I haven't read the comments yet, but 1) They used to show the passenger's destination and took it away because people were cherry picking and not taking the short rides, and 2) An option to set the driver's destination is in beta test, just sit tight, it's coming.


----------



## Joe Falcone (Oct 5, 2015)

I realize there may be cherry picking or whatever you wanna call it, but there are many reasons its unfair to the driver the way things are now. Nobody has mentioned just plain old time. Sure theres gas, tolls etc, but i'm a part time driver. What if i only want to work another hour for example, and i get a rider whos 20 min away who wants to go 45 min away? If were truly independant contractors, and have all this control, then the control just got shot to hell. Just saying.


----------



## Michael47 (Sep 26, 2015)

It's called "predjudicial". Call it what it is and I agree the destination is not necessary; however, at the very least, the distance to the destination should not be considered prejudicial and could easily be included when the pick up address is provided.
Time is an extremely important element for may of us part-time drivers.


----------



## Minks (Oct 23, 2015)

Michael47 said:


> It's called "predjudicial". Call it what it is and I agree the destination is not necessary; however, at the very least, the distance to the destination should not be considered prejudicial and could easily be included when the pick up address is provided.
> Time is an extremely important element for may of us part-time drivers.


Especially true if you use the term ride-share anywhere in the description of the service. I have a long drive to and from work every day. I'd love that pick up a rider along the way to or from work and drop them off a reasonable distance from my destination. But this is 100% impossible if destination is a complete wildcard. Lyft has this ability in some markets. If Uber gets, that will be awesome!!
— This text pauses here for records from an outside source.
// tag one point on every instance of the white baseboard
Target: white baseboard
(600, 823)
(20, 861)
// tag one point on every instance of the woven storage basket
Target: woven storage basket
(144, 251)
Heck there is even a dart rail station close to my work, that I am sure is a draw.


----------



## Minks (Oct 23, 2015)

Nemo said:


> you must be really lonely to drive only to chat up some people while taking fares from the ones that want to put food on the table for their families.


More often than not I am the only uber driver online for my mini- city (DFW Suburb). There is one other guy that sits in Trophy Club at 121 and rejects tons of requests. My riders complain of him often. He is an uber select guy too, so some cherry picking going on maybe?

Yes, I just outed my DFW sweet spot. We need help up here in Roanoke pretty much all the time. 70% of the time I am the only guy. Near instant ping when I go online. Lots of hotels by racetrack. Be warned, half of your trips will be epic length. ....which most actually prefer so come get some. Roanoke area to Southlake Town Center very popular run as is into Arlington and the downtowns.

These people don't tip tho. Ever. They rate pretty much only 5's, and my first 20 trips were very awkward. I do drive big luxury vehicles tho, show up in these neighborhoods in a corolla and your results may vary.


----------



## UberCrue (Sep 17, 2015)

Minks - I end up in your area quite often, with people from Downtown Ft Worth -> heading back home. 
You're not kidding when you mention instant pings. I get hit, after hit, after hit leaving that location.


----------